ただし、IT・デザイン系など業界や職種によってはパソコン作成が一般的な場合もあります。求人票や企業の指示を確認したうえで判断しましょう。パソコン作成の場合も、使い回しに見えないよう企業ごとに内容を見直すことが重要です。
履歴書に押す印鑑は書く前に先に押す
印鑑は履歴書を書き始める前に先に押すのがおすすめです。すべて書き終えてから押して失敗すると一から書き直しになりますが、最初に押せば万が一ミスしても影響が最小限で済みます。押し忘れ防止にもなります。印鑑を押す際は、曲がりやかすれがないかを確認しましょう。
履歴書の下書きは欄の上部に小さく書く
手書きの下書きは、記入欄の上部に小さく鉛筆で書く方法がおすすめです。欄内にペンでなぞる方法だと消しゴムでインクがこすれたり、消し忘れが残ったりするリスクがあります。採用担当者は消し方の丁寧さも確認しているため、上部の小さい下書きは消し残りを防ぐうえで効果的です。
証明写真はスタジオ撮影がおすすめ
証明写真は写真スタジオでの撮影をおすすめします。街角のスピード写真機でも撮影できますが、サイズに合わせた切り出しが難しく、ズレや傾きが生じやすいです。スタジオでは指定サイズに仕上げてもらえるため、安心して使用できます。

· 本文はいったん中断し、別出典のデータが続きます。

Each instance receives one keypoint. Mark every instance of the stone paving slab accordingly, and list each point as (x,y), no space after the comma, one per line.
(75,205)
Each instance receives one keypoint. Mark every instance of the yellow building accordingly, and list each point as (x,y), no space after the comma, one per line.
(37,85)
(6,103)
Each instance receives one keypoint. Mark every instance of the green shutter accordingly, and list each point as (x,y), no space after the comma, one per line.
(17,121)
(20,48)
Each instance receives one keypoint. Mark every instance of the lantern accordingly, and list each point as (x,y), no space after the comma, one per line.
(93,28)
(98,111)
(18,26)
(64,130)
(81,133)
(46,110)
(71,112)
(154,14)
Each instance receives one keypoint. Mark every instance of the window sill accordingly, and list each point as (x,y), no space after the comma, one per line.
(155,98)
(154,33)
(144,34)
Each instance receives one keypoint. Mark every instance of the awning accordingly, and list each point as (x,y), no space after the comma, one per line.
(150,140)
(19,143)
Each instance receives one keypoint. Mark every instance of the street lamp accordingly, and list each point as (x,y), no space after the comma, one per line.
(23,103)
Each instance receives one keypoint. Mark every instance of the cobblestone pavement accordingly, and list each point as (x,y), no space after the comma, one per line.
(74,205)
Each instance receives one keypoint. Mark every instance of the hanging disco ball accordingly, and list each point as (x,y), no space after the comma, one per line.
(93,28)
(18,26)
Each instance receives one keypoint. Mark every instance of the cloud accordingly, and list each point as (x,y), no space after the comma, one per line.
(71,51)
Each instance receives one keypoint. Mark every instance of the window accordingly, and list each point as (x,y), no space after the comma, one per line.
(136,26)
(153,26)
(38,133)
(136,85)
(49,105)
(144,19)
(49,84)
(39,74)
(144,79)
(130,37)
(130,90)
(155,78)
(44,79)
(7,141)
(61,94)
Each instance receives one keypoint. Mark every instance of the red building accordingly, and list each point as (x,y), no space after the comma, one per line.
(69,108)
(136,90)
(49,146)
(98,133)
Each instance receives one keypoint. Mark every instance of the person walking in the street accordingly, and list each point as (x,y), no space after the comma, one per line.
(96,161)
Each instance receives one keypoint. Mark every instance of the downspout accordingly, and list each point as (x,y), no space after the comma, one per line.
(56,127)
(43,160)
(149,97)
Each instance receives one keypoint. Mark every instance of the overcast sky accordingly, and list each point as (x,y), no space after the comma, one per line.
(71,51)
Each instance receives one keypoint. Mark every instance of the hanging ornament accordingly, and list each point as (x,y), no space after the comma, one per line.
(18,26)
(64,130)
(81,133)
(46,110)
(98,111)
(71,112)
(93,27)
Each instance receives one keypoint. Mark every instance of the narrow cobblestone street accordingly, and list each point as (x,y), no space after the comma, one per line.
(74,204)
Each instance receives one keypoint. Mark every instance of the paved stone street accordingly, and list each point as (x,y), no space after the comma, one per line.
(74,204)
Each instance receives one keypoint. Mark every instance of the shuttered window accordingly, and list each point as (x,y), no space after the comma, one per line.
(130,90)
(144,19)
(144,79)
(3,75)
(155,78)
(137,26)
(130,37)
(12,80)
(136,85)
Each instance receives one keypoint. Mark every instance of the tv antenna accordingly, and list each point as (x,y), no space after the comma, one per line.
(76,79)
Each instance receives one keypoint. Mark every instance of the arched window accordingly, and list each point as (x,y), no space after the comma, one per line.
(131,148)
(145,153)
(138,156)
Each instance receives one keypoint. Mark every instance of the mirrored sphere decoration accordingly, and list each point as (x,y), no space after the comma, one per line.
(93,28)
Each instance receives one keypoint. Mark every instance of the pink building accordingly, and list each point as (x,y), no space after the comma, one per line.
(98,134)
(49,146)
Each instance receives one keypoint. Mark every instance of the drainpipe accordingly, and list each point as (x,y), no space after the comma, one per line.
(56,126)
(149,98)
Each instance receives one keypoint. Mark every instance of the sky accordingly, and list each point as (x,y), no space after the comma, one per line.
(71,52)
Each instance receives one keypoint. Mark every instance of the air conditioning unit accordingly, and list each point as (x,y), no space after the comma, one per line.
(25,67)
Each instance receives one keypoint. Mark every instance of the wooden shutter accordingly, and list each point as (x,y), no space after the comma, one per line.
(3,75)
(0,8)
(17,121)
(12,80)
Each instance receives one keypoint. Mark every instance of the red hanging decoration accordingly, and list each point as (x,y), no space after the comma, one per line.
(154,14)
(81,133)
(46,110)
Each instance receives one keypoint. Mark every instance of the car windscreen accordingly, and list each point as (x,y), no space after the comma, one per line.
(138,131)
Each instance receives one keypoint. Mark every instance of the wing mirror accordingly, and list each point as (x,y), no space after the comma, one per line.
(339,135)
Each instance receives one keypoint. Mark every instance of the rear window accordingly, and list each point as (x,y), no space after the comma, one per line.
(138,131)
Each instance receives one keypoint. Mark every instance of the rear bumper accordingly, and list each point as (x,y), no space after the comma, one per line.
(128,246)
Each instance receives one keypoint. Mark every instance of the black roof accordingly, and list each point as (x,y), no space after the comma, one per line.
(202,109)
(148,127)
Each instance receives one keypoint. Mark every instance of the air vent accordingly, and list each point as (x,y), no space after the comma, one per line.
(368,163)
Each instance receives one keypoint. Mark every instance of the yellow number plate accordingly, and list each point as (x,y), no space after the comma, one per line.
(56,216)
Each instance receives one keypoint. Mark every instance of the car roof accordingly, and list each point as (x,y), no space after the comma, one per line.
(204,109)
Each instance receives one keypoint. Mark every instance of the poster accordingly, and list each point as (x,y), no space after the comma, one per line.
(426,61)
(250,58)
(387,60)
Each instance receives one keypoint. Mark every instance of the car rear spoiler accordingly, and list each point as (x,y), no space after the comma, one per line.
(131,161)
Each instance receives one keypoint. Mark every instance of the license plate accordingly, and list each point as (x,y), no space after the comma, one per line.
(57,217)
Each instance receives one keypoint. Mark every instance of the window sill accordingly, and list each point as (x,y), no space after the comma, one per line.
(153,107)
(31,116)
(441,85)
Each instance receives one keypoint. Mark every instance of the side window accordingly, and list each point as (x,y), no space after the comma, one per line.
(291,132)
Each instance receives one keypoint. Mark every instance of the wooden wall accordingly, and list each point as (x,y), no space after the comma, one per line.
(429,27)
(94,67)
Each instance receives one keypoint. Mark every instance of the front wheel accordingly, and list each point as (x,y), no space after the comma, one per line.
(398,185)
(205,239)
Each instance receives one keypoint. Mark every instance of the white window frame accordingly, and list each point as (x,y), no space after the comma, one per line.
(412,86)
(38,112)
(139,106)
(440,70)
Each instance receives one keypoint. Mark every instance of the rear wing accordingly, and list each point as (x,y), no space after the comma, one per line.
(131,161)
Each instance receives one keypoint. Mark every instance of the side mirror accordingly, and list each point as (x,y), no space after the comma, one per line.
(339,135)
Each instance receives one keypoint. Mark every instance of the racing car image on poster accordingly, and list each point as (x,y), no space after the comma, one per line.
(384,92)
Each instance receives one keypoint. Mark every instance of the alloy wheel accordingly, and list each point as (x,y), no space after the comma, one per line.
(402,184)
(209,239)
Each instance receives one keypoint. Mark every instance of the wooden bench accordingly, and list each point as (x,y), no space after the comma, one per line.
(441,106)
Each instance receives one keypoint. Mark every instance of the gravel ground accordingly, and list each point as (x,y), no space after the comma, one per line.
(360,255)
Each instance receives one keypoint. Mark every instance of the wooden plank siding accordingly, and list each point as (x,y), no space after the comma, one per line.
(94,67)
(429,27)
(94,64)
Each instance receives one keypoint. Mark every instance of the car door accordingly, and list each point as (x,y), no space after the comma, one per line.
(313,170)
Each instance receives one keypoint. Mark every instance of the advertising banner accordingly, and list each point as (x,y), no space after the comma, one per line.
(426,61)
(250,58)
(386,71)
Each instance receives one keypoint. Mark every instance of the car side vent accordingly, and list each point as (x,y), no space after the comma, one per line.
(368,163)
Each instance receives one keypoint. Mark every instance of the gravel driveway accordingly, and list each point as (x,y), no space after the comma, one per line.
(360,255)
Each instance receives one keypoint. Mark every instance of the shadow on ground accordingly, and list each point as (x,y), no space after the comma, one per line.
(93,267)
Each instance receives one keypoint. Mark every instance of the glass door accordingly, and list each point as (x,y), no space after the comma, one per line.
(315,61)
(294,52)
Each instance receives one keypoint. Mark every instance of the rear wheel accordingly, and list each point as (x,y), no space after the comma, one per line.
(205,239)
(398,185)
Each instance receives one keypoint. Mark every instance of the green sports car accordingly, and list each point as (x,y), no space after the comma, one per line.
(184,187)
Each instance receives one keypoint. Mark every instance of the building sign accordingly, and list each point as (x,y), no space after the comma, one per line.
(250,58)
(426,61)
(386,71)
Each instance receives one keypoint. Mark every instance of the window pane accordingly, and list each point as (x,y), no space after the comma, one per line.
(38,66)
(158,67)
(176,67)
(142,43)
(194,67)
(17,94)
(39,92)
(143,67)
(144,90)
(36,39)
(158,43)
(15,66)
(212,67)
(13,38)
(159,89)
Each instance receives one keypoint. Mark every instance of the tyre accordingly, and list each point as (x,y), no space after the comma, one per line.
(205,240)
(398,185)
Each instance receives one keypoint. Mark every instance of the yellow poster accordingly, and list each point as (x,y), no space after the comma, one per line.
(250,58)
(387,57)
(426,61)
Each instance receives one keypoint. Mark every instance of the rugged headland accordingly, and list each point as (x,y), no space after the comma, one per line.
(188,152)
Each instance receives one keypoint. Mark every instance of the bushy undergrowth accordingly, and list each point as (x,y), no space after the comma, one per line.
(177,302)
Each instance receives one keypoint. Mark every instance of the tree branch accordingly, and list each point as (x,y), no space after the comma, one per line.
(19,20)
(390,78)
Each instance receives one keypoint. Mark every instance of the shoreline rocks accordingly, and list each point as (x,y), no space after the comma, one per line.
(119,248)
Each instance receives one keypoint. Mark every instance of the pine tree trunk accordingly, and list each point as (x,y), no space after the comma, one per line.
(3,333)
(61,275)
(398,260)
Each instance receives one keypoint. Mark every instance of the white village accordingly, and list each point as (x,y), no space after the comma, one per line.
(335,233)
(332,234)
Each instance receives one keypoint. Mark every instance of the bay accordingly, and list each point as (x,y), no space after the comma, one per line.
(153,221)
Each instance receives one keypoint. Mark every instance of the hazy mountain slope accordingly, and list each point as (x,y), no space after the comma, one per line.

写真を貼る前に、裏面に氏名を記入しておきましょう。万が一写真がはがれた際に、誰のものか判別できます。また、写真は真っすぐ・空気が入らないように貼るよう丁寧に仕上げましょう。
就活の履歴書は読む人の気持ちになって丁寧に書こう
採用担当者は多くの履歴書を短時間で確認します。読む側の目線に立って、簡潔・正確・丁寧に書かれた履歴書は、それだけで好印象のスタートを切れます。以下の3点を意識して最終確認をしましょう。
- 誤字・脱字・記入漏れをなくす:特に氏名・住所・電話番号など基本情報の誤りは信頼性を損なう
- 情報を簡潔にまとめる:スペースを無理に埋めようとせず、伝えたいことを要点に絞る
- 自分の強みを自然に織り込む:志望動機・趣味特技欄は「貢献できること」を伝えるチャンスとして活用する
自信を持って提出できる履歴書を仕上げることが、採用への第一歩です。